NHS England must step up its drive to remove ‘ghost patients’ from practice lists as inaccuracies could be having a knock-on impact on CCG funding allocations, an influential committee of MPs has said today.
In a report by the Commons Public Accounts Committee (PAC), MPs found a huge disparity in CCG funding allocations, and put part of this down to the fact they rely on practice lists as a measure of population size, which they claim contain a number of inaccuracies.
The committee concluded that NHS England should take ‘immediate action’ to ensure area teams are validating practice lists.
Pulse revealed in September that thousands of patients had been wrongly removed from GP lists and forced to reregister as overzealous area teams tried to cut costs.
But the PAC says that NHS England should ensure local area teams comply with its guidelines designed to increase the number of reviews of patient lists.
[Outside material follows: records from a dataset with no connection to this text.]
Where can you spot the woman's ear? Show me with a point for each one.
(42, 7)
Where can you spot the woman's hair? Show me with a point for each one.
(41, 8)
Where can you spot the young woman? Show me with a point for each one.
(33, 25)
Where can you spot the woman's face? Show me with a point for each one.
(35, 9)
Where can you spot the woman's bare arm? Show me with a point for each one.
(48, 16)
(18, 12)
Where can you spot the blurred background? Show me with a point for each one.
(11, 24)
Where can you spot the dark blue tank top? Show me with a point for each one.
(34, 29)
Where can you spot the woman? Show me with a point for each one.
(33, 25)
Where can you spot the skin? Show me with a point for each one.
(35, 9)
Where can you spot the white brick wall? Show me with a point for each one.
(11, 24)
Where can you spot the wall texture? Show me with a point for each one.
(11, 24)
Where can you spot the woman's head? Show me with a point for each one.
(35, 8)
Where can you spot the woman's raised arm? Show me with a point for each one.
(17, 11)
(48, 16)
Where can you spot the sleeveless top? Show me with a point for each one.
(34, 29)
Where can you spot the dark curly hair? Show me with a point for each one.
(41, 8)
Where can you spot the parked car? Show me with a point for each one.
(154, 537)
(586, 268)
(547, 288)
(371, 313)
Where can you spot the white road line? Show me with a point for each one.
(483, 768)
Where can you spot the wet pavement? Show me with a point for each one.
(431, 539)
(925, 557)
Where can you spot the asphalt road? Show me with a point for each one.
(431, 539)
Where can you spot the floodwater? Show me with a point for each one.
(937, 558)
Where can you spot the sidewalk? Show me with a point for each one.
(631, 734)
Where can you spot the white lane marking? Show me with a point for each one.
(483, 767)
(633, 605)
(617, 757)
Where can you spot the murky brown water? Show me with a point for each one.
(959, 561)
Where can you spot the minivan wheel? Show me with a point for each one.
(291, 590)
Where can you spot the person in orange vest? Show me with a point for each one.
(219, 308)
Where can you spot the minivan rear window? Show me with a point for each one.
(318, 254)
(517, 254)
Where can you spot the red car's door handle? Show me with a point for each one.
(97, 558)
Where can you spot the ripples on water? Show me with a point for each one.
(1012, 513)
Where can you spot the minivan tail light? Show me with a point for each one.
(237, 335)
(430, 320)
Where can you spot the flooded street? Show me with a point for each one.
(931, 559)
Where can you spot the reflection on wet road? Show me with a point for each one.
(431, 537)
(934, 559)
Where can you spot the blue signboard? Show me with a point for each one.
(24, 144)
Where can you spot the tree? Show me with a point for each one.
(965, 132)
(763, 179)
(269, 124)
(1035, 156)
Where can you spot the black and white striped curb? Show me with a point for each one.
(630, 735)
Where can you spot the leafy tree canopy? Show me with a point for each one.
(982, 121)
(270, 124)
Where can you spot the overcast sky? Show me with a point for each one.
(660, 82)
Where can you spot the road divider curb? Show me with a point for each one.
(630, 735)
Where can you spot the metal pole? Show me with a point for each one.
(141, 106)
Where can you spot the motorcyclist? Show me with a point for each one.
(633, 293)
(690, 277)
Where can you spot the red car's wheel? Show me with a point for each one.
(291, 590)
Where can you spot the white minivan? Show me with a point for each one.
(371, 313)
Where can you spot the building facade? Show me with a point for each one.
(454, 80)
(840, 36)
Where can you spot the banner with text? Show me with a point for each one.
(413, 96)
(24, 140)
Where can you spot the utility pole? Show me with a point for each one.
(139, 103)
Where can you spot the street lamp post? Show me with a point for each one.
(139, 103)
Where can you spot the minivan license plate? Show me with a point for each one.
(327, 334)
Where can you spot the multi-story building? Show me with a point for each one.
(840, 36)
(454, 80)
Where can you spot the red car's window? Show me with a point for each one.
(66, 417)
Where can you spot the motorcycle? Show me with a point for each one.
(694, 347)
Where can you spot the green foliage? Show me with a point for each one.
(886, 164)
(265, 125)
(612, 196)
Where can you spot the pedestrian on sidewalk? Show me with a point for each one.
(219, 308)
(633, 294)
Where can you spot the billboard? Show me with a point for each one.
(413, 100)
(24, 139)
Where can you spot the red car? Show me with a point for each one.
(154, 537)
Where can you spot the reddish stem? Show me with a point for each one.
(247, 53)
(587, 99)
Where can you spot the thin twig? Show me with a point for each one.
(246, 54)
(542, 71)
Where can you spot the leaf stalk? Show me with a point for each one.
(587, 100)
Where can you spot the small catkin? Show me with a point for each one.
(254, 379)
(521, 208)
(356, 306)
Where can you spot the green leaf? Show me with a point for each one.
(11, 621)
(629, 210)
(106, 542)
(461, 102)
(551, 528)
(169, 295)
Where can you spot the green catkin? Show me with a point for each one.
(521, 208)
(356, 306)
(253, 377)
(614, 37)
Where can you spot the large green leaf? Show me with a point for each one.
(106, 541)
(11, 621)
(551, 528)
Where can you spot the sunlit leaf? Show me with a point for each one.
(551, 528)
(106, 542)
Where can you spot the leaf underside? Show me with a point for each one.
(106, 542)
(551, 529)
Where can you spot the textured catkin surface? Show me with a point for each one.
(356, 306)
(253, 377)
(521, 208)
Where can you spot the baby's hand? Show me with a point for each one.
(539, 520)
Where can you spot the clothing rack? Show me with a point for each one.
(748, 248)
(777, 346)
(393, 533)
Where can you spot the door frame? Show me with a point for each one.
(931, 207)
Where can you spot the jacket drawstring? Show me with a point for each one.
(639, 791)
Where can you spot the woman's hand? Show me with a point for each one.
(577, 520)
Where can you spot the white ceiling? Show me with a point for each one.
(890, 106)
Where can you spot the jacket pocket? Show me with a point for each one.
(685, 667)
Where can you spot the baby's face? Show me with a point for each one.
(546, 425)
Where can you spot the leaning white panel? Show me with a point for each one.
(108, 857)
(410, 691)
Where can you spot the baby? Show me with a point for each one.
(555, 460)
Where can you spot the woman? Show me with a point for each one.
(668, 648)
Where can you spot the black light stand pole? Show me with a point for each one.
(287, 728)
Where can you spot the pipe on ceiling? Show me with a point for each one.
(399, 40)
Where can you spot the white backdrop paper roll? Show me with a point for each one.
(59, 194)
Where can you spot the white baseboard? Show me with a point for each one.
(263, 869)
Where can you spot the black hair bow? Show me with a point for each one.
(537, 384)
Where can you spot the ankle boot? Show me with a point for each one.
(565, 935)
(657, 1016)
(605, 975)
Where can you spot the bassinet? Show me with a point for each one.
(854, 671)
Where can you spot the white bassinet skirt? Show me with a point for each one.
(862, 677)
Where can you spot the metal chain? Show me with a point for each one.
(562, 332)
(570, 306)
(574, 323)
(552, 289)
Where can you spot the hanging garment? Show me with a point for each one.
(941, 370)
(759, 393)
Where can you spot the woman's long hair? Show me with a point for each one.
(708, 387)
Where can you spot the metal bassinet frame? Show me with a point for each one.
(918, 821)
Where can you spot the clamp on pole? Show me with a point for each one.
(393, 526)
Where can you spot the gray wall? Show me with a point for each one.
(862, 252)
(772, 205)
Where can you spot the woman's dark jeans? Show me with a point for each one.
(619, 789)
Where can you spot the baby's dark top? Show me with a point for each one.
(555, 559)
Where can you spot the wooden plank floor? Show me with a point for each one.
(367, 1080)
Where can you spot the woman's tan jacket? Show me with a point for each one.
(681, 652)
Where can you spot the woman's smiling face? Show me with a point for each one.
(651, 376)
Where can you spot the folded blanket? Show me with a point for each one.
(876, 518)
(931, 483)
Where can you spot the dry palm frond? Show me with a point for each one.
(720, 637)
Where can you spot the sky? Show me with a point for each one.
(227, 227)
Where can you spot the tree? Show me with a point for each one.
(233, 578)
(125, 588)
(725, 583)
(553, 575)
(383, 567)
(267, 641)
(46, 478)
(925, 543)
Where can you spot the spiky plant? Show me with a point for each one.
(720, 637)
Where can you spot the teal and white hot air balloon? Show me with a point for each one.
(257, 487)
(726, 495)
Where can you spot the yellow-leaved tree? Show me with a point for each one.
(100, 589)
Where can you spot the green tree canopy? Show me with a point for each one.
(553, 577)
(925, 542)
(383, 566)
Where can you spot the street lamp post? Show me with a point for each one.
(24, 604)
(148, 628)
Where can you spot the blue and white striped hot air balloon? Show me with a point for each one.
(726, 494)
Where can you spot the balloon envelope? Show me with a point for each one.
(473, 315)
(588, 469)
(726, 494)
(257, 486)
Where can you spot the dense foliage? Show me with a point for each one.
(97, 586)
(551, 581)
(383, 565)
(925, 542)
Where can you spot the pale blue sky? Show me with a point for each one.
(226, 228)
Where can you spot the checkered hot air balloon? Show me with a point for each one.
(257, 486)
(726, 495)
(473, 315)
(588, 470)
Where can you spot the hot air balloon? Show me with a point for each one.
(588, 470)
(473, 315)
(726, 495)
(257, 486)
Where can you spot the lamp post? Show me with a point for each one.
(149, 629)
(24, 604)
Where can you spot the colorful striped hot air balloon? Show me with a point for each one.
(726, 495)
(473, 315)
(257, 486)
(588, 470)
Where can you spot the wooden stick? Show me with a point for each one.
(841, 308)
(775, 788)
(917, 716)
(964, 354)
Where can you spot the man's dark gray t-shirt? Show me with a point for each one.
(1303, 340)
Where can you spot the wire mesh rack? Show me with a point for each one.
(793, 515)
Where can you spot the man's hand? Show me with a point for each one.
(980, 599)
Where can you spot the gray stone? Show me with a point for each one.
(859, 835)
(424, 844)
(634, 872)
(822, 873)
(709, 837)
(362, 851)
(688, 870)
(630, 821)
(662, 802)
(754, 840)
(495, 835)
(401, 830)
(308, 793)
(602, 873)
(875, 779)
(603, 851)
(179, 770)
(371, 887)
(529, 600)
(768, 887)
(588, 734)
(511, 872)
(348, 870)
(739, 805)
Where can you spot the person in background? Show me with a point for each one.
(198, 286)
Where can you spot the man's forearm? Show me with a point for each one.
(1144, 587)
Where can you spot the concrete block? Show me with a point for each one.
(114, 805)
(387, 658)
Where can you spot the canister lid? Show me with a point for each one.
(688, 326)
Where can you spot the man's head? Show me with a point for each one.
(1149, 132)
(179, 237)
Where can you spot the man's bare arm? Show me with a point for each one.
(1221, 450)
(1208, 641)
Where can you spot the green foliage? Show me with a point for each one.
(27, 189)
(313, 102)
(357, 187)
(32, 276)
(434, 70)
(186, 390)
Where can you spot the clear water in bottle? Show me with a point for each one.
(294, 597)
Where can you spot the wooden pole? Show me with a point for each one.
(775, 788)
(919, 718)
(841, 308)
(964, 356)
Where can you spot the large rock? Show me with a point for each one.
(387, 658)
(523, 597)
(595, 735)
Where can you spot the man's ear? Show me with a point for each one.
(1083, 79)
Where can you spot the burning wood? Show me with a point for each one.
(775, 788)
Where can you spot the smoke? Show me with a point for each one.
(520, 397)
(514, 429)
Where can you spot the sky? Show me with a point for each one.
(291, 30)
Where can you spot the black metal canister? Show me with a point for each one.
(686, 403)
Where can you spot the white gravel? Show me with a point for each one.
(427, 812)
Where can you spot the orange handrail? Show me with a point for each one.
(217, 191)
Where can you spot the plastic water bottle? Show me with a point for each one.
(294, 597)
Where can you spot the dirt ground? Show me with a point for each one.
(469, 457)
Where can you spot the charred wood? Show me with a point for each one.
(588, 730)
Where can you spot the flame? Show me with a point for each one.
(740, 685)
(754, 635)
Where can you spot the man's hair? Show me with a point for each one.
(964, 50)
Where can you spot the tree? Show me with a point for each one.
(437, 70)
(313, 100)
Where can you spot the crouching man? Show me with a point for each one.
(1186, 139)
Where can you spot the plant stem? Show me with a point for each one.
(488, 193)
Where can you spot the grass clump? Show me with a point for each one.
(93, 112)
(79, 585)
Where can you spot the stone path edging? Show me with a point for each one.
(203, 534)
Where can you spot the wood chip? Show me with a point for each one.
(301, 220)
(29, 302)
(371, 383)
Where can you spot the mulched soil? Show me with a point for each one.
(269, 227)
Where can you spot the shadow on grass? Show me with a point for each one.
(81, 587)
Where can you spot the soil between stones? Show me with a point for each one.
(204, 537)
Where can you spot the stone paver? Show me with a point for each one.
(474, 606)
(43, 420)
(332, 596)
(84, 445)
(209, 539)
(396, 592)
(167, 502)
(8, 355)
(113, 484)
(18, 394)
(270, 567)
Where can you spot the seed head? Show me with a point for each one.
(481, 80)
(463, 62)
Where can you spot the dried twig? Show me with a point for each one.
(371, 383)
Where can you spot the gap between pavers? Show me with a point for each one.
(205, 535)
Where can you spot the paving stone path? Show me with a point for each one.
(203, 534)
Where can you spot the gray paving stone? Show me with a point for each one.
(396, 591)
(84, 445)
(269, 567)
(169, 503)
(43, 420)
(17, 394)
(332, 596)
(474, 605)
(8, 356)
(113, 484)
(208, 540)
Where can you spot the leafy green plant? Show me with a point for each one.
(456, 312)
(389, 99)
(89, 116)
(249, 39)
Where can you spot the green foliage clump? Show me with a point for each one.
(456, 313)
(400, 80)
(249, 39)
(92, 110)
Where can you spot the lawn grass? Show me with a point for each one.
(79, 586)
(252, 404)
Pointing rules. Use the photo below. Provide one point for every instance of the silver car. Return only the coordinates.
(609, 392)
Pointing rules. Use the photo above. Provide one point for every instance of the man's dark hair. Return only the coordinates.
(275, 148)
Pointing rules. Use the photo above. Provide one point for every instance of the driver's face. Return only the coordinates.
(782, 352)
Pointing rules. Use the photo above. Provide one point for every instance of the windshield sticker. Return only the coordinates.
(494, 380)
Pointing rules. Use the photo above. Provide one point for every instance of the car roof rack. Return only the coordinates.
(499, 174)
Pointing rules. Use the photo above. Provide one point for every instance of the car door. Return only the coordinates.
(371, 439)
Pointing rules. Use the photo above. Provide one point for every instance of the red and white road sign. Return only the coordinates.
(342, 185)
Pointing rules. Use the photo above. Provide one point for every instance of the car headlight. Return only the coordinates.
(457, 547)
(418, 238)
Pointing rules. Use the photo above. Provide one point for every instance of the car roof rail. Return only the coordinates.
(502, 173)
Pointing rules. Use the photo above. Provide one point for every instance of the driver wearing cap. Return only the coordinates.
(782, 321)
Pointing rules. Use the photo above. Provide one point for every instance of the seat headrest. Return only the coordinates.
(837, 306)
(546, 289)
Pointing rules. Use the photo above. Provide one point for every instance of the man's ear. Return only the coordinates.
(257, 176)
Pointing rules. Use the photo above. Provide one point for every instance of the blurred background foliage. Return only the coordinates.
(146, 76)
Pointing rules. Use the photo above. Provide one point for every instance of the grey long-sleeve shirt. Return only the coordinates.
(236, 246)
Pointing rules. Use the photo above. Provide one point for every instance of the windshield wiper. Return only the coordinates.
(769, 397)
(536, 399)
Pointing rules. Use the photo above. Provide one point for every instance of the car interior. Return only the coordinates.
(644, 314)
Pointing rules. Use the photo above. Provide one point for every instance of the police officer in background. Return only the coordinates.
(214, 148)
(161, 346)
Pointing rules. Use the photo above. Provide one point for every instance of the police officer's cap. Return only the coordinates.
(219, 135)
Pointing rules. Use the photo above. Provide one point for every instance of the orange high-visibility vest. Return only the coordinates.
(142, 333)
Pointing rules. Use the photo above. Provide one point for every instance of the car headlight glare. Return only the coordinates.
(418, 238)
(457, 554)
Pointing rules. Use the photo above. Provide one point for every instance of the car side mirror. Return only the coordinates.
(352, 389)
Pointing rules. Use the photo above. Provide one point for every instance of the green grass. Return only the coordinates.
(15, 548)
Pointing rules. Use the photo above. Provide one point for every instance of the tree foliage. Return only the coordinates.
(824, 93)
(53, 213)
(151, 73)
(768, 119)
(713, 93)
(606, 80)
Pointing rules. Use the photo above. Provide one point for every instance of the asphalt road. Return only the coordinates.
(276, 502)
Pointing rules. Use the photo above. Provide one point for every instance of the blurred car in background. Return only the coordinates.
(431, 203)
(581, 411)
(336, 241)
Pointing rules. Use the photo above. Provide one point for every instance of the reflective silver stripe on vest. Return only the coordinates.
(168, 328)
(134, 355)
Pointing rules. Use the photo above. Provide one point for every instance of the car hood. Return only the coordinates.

The report recommends: ‘NHS England should take immediate action to ensure that all area teams are complying with its guidance on GP list validation, at the same as taking forward its longer-term plans to gain greater assurance over the data.
‘[Despite improvements] GP list numbers still tend to be inflated as people may remain on lists after they have moved out of an area. This is a particular issue in areas with more transient populations.’
‘At the same time, GP lists do not include unregistered patients which may affect areas with high levels of inward migration. Most of NHS England’s area teams have done some work to validate GP lists, but NHS England accepts that it needs to do more.’
They also called for NHS England to address the plummeting proportion of funding which is devoted to primary care, and to overhaul the primary care funding allocation formula, this time with greater input from advisory bodies.
Last year NHS England announced a redesign of CCG funding formula to take better account of deprivation, and now the committee is urging them to do the same for the primary care formula before the 2016-17 round of funding allocation.
The report states that two fifths of CCGs are still more than 5% above or below the target funding allocations, with variation from £137 per person below target, up to £361 per person above target.
It said this ‘has important implications for the financial sustainability of the health service’, as 19 of the 20 CCGs predicted to end the year in, or close to, deficit were being underfunded.
Dr Richard Vautrey, deputy chair of the GPC, said: ‘Variation in local funding is a longstanding problem which has not been addressed for many years. While the pace of funding improvements for CCGs has been very slow, general practice has been subjected to very rapid and unreasonable funding changes which are having a major impact on some GP practices, especially in rural areas and some areas of significant deprivation, as they lose much needed investment.’
PAC chair Margaret Hodge MP said: ‘At the current rate, it would take around 80 years for all local health commissioners to reach their target allocation.’